Most New Jersey lawyers know that Brill v. Guardian Life Ins. Co., 142 N.J. 520 (1995), is the seminal case that states the standards for summary judgment. But what did lawyers cite on this subject before 1995? The answer is Judson v. Peoples Bank & Trust Co. of Westfield, 17 N.J. 67 (1954), decided on this date in 1954. That opinion, by Justice Brennan (who, shortly thereafter, would become United States Supreme Court Justice Brennan), traced the history and purposes of summary judgment, and set forth bedrock general principles that were cited in hundreds of cases thereafter.

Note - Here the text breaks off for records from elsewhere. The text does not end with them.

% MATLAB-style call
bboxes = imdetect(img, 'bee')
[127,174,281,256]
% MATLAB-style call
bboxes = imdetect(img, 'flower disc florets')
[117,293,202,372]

Justice Brennan stated that summary judgment “is designed to provide a prompt, businesslike and inexpensive method of disposing of any cause which a discriminating search of the merits in the pleadings, depositions and admissons on file, together with the affidavits submitted on the motion clearly shows not to present any genuine issue of material fact requiring disposition at a trial…. “The standards of decision governing the grant or denial of a summary judgment emphasize that a party opposing a motion is not to be denied a trial unless the moving party sustains the burden of showing clearly the absence of a genuine issue of material fact. At the same time, the standards are to be applied with discriminating care so as not to defeat a summary judgment if the movant is justly entitled to one.”

Under Judson, the movant had the “burden to exclude any reasonable doubt as to the existence of any genuine issue of material fact,” and the absence of undisputed material facts had to appear “palpably.” “All inferences of doubt are drawn against the movant in favor of the opponent of the motion. The papers supporting the motion are closely scrutinized and the opposing papers indulgently treated.” However, “if the opposing party offers no affidavits or matter in opposition, or only facts which are immaterial or of an insubstantial nature … he will not be heard to complain if the court grants summary judgment.” Nor could the opponent simply rely on his or her pleadings. “Summary judgment procedure pierces the allegations of the pleadings to show that the facts are otherwise than alleged.”

Justice Brennan cautioned that “[i]ssues of credibility are ordinarily for the trier of fact, and the judge does not function as a trier of fact in determining a motion for summary judgment.” And, in fraud cases, “a conclusion from papers alone that palpably there exists no genuine issue of material fact will ordinarily be very difficult ot sustain. The telltale factor of demeanor in the presence of the trier of fact often assumes such vital importance in such cases that the opposing party should generally not be denied the opportunity to have the moving party, or its officers, appear on the witness stand before the trier of fact.” In particular, “a note of caution has been sounded as to any case where the opposing party must prove his claim or defense from what he can draw from the other party.”

Many of those principles, in those same words or other words, were reiterated by Justice Coleman, who wrote for the Court in Brill. That is so even though Brill also adopted “a new standard,” based on three United States Supreme Court decisions from 1986, under which “if the evidence is so one-sided that one party must prevail as a matter of law, the trial court should not hesitate to grant summary judgment.” Justice Coleman simultaneously tried to tie Brill back to Judson, stating that the Court “may have permitted an encrustation of the Judson standard that obscured its essential import” and called for the revisitation of summary judgment standards in Brill. In some ways, therefore, Brill cannot be fully understood without an appreciation of Judson.